BlocPower is a startup based in New York City. Its technology and finance platform develops clean energy projects in American inner cities. IBM Data Science Experience helped BlocPower perform a comprehensive energy audit of each property to determine the correct mix of high-efficiency technology to reduce each customer’s energy consumption. Tooraj Arvajeh, Chief Engineering Officer at BlocPower, explained how IBM Data Science Experience made this process simpler.
“BlocPower operation is diverse from outreach and targeting, origination of investment-grade clean energy projects to financing projects through our crowdfunding marketplace. Data is the underlying tool of our operation and IBM’s Data Science Experience will facilitate a closer integration across it and help our business scale up faster. “
Goals of the demo:
- Easily import data into a notebook from object storage to quickly start analyzing data and creating predictive models.

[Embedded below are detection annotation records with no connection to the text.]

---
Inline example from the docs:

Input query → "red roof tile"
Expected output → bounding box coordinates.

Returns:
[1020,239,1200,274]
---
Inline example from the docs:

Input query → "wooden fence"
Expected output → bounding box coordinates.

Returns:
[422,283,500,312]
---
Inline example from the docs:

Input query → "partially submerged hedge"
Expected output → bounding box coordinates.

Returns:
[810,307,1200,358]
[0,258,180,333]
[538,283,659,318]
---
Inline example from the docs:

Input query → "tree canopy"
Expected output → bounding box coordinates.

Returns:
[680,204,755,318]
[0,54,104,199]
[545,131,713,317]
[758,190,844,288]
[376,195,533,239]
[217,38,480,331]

- Model energy usage of buildings in kWh.
- Identify buildings that consume energy inefficiently.
- Create a project and collaborate with other data scientists.
- Create an easy-to-use application to make the outcome of the models consumable by any user.
To do that, we used tools that data scientists love today that are integrated into the IBM Data Science Experience: Jupyter notebooks connected to Apache Spark, RStudio, Shiny, and GitHub.
These are the steps that we followed:
1- GitHub + Jupyter notebooks = ❤
When starting a new project, the data scientist can choose to start from scratch or to leverage someone else’s work. In this case, we showcase the Import from URL capability to import an existing notebook from GitHub and start working on it right away. There are more than 200k public Jupyter notebooks out there that you can use!
2- Load and clean data
To analyze data in a Jupyter notebook, first load the data. Many libraries and commands can do that, but it’s not always obvious which one to use. One of the add-ons to Jupyter notebooks is the capability to access data files stored in object storage or available through data connections and in one click to add the code needed to load the data into the notebook.
Once the data is loaded, the next step is to clean it. We created a library called Sparkling.Data, which can scale to big data, to help the data scientist perform this task.
3- Data Exploration
After cleaning the data, we used Matplotlib, the best tool available for data visualization in Python, to explore the correlations between energy usage and building characteristics such as age, number of stories, square footage, amount of plugged equipment, and domestic and heating gas consumption. By analyzing variable relationships, the data scientist can, for example, determine the best model to use and which variables have more predictive power.
4- Create a Prediction Model
Our goal is to create a model that predicts the energy consumption in kWh of different buildings based on characteristics such as square feet, age, number of stories, and so on. We model energy usage with a linear regression using the algorithm included in scikit-learn, one of the best Python libraries for machine learning. Before running the linear regression, we used the MaxAbsScaler function from scikit-learn to scale the data. To visualize the fit of this model, we use a scatter plot of the observed vs. the predicted values. The resulting R-squared value was approximately 0.72.
5- Classify buildings by efficiency
We used the popular **K-means** algorithm to cluster buildings in NYC based on four dimensions that indicate energy efficiency: gas use for heating, gas use for domestic purposes, electricity use for plugged equipment, and electricity use for air conditioning. In the next matplotlib plot, we colored our buildings by using the K-means labels with K=4 and using two out of the four dimensions. This visualization, and other visualizations not shown here, helped us reduce the four clusters to two. These two clusters of buildings were interpreted as the efficient and the inefficient groups of buildings.
6- Flexdashboard and Shiny in RStudio
RStudio just published on CRAN a new R package called Flexdashboard. This great package enables creating dashboards very easily, and you can include Shiny code to make dashboards very interactive. A dashboard can be shared with anyone by simply sending the URL.
The dashboard is divided into 4 sections:
- Data Exploration: A map of buildings colored by their electricity consumption. When a building is selected, a bar plot indicates how this building is doing with respect to the average energy efficiency measured in four dimensions.
- Clustering: A map of buildings classified as efficient or inefficient.
- Prediction: Scoring of the linear regression model built in the notebook to predict the energy usage in kWh and annual cost of electricity for the buildings. On the left side are sliders for selecting the properties of the building to score the model.
- Raw Data: We use the Data.Tables package to display the data set with search and sorting capabilities.